Even after external morphology is set, further differentiation occurs internally.


 
 
 

The DNA in a fertilized egg is like the conductors score seen at right.  It has all the instructions for all the parts of a symphony. But after the first few "equal" divisions of the egg the cells begin to play only "their" parts, they specialize and only play a specific part, sometimes playing sometimes going quiet.  Each cell has all the DNA but specialization turns off the "conductors" score and turns on the individual parts. 

And like any well played symphony each of the parts must be played at exactly the right time and must be played correctly or the whole can go horribly wrong. 

Example: Simple differentiation of mutlicellular organism
 
 

"Volvox is one of the best-known chlorophytes and is the most developed in a series of genera that form spherical colonies.[1] Each mature Volvox colony is composed of numerous flagellate cells similar to Chlamydomonas, up to 50,000 in total[2], and embedded in the surface of a hollow sphere or coenobium containing an extracellular matrix[2] made of a gelatinous glycoprotein.[3] The cells swim in a coordinated fashion, with distinct anterior and posterior poles. The cells have eyespots, more developed near the anterior, which enable the colony to swim towards light. The individual algae in some species are interconnected by thin strands of cytoplasm, called protoplasmates.[4]

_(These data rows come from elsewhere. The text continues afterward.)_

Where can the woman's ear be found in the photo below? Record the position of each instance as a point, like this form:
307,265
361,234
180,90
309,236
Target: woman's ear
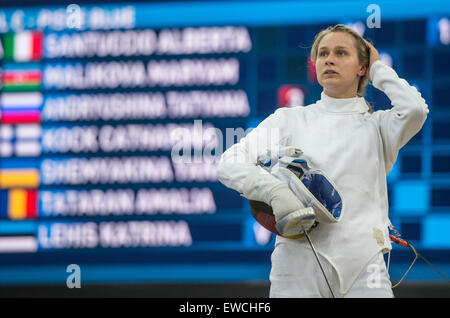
363,71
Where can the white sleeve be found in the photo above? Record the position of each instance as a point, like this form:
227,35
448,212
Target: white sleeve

An asexual colony includes both somatic (vegetative) cells, which do not reproduce, and gonidia near the posterior, which produce new colonies through repeated division. The daughter colonies are initially held within the parent coenobium and have their flagella directed inwards. Later, the parent disintegrates and the daughters invert. In sexual reproduction two types of gametes are produced. Volvox species can be monoecious or dioecious. Male colonies release numerous microgametes, or sperm, while in female colonies single cells enlarge to become oogametes, or eggs.[1][5]"
cite:wiki 



 
Stages of development
Development is not done at birth. A newborn may or may not "look" like a little version of the adult. 

I. Egg to birth
II. Birth to puberty
III. Puberty to death

I. Egg to birth
- the changes from a single egg to birth are profound. 

II. Birth to puberty
- the young grow larger and at the end assume the physical morphology of the adult of the species

- At PUBERTY the last set of genes kicks in to complete the changes resulting in reproductive maturity.

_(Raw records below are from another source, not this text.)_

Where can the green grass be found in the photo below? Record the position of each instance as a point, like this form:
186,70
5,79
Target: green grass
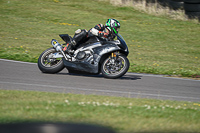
121,114
157,45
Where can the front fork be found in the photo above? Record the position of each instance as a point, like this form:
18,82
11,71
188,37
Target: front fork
58,48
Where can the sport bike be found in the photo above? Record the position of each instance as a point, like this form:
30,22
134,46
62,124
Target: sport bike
93,55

PRIMARY CHARACTERISTICS: in humans
1. Sex organs
2. Hormones

SECONDARY CHARACTERISTICS (physical):
1. Breast development,
2. Menses (Menstrual cycle),
3. Hair growth,
4. Deepening of the voice, etc.

III. Puberty to death
- The changes are subtle with increasing loss of funtion.  Only a few species live beyond their ability to reproduce.  Humans and elephants are two of them. 


 
Metamorphosis
a. BUTTERFLY/MOTH’S DEVELOPMENT:

I. An egg DEVELOPS and hatches into a caterpillar
II. It eats until it gets big enough, then it makes a cocoon and pupates
- In the cocoon the cells once again begin differentiating and completely changes structures.
III. It turns emerges from the pupa as a butterfly or moth and is sexually mature and can reproduce

From egg to butterfly click here 
and here

 


FROG/TOAD’S DEVLOPMENT:

i. An egg develops, and hatches into a tadpole
ii. Tadpole eats until it has stored enough energy and is large enough
iii. Then its body undergoes metamorphosis into a frog/toad.
- Tadpole doesn’t hibernate or stop eating during this period, but it loses its gills and the tail is gradually reabsorbed into the body. When metamorphosis is complete it is sexually mature.   

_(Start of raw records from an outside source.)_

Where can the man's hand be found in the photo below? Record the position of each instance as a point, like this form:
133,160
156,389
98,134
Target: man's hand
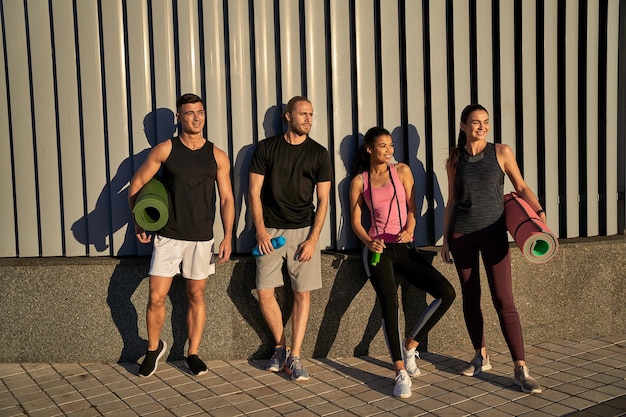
141,234
306,250
224,251
264,242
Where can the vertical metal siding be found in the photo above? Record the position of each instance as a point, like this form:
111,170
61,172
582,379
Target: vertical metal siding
88,87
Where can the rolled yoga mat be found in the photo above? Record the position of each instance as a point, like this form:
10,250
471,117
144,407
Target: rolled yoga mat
151,206
537,243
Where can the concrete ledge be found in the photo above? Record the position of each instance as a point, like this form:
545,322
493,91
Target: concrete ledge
93,309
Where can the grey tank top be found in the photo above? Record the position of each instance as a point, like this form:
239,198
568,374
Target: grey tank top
479,194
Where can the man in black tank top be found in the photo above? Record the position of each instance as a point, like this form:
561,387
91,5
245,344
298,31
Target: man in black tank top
191,166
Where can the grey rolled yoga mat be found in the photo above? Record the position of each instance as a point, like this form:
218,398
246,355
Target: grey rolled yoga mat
151,206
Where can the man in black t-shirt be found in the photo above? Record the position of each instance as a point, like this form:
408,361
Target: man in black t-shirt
285,173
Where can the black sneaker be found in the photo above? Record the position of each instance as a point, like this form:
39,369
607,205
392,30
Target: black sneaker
150,362
196,366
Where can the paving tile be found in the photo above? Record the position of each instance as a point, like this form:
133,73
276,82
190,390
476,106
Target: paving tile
580,378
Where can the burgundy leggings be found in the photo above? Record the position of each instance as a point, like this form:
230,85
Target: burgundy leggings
496,257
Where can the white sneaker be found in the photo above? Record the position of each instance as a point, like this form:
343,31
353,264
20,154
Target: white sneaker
409,361
403,385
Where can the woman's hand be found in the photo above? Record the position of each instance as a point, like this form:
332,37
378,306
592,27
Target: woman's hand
404,237
445,253
376,245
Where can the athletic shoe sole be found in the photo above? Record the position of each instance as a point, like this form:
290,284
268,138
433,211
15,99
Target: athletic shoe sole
156,363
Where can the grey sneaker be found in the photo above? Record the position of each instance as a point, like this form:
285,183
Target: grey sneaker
277,362
409,361
403,385
477,365
526,382
295,368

click here to see metamorphosis
 


 
C. ELEGANS: APOPTOSIS

1. Of the 5,000 best-known human genes 75 percent have matches in the C. Elegans, a tiny worm.

2. It has only 959 cells yet reproduces, grows into a mature adult, eats, excretes and dies with many of the cellular interactions of other animals.

3. The genes that are shared are “core” genes like those in mitochondria that make ATP, Cytochrome C, Ubiquinone, ATPase, etc.

4. The genes that direct DNA synthesis, DNA replication, cell division, all the “housekeeping” duties that EVERY cell has to perform.

5. What is most interesting is APOPTOSIS or programmed cell death is found in C. Elegans.  In other words, some cells are genetically programmed to die off.